Austrian pension funds, from next year, will have to stress test their portfolios to assess the risk of their having to cut benefits.

Currently, Pensionskassen in the country’s second-pillar system are allowed to cut payments if they fail to achieve the discount rate applied for calculating liabilities.

However, under the new RIMAV-PK – the amended risk-management directive for Pensionskassen – schemes will have to stress test individual groups within their portfolios according to their risk profiles.

Originally, the amended RIMAV was to come into effect this year, but the pension industry was given more time to adapt their systems.

Under the new amendment, pension funds will also have to install models for assessing credit risk, ensuring there is no “excessive dependency” on external ratings, or that such ratings do not encourage “automatic actions”.

Separately, Pensionskassen must also be able to document that they have complied with the PKG pension fund law when using derivatives.

A minor change concerns the term Risikomanagement-Handbuch, or ‘risk management manual’, which will be changed to ‘internal guidelines’, in accordance with the term for similar tools in other financial industry segments.

In other news, actuarial consultancy arithmetica has issued its latest survey of pension liabilities of listed Austrian companies.

The 2014 figures show that liabilities more than doubled to €737m, due primarily to low interest rates.

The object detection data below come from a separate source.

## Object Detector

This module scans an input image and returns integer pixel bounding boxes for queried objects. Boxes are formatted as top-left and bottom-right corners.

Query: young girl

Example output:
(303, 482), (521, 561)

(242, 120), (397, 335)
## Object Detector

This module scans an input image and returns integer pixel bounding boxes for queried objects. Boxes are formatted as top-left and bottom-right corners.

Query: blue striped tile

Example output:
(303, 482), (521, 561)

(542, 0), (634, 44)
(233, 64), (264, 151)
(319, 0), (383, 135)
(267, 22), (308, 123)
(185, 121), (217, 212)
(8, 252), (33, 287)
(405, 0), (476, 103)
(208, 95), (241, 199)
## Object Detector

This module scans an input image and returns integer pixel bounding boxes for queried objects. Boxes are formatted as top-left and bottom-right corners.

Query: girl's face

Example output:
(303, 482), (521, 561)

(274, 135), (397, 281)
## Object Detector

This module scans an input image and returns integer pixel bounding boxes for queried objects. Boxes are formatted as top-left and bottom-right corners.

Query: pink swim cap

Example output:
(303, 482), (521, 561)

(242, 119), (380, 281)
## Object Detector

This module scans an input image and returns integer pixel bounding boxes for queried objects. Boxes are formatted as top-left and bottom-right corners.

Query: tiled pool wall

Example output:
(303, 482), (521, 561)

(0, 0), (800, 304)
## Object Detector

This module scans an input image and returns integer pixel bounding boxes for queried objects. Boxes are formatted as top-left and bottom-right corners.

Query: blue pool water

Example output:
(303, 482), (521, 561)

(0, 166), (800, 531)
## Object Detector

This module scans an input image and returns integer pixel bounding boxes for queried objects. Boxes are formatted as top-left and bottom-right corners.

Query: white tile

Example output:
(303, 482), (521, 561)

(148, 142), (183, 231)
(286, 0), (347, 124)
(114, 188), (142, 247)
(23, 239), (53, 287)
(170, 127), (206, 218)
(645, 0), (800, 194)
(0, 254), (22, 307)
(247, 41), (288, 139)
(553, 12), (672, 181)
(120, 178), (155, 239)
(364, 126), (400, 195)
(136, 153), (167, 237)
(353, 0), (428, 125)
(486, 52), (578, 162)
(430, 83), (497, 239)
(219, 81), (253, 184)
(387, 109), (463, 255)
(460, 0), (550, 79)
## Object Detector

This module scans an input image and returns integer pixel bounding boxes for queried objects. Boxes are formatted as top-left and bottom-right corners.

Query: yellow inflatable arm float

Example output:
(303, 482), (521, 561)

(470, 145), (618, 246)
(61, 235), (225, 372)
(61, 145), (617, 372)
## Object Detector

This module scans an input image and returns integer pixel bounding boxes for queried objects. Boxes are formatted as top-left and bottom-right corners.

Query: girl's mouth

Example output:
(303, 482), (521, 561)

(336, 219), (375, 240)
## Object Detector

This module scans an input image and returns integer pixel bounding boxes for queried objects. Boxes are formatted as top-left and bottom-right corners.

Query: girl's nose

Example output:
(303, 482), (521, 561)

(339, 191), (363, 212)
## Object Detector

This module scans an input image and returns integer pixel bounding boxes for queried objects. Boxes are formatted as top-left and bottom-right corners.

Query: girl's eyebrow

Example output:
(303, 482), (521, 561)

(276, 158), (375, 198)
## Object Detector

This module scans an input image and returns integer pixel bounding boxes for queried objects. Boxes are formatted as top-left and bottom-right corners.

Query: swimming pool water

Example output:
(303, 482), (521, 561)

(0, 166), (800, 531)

Christoph Krischanitz, managing director, said the “unexpectedly strong” decline in interest rates was a “burden” to Austrian companies.

However, he added that the “risk-bearing capacity” of listed Austrian companies remained strong, albeit “a little weakened since last year”.

In total, only 32% of total liabilities of companies listed in the Austrian stock market index ATX are transferred to Pensionskassen or insurers – the rest remains on companies’ books.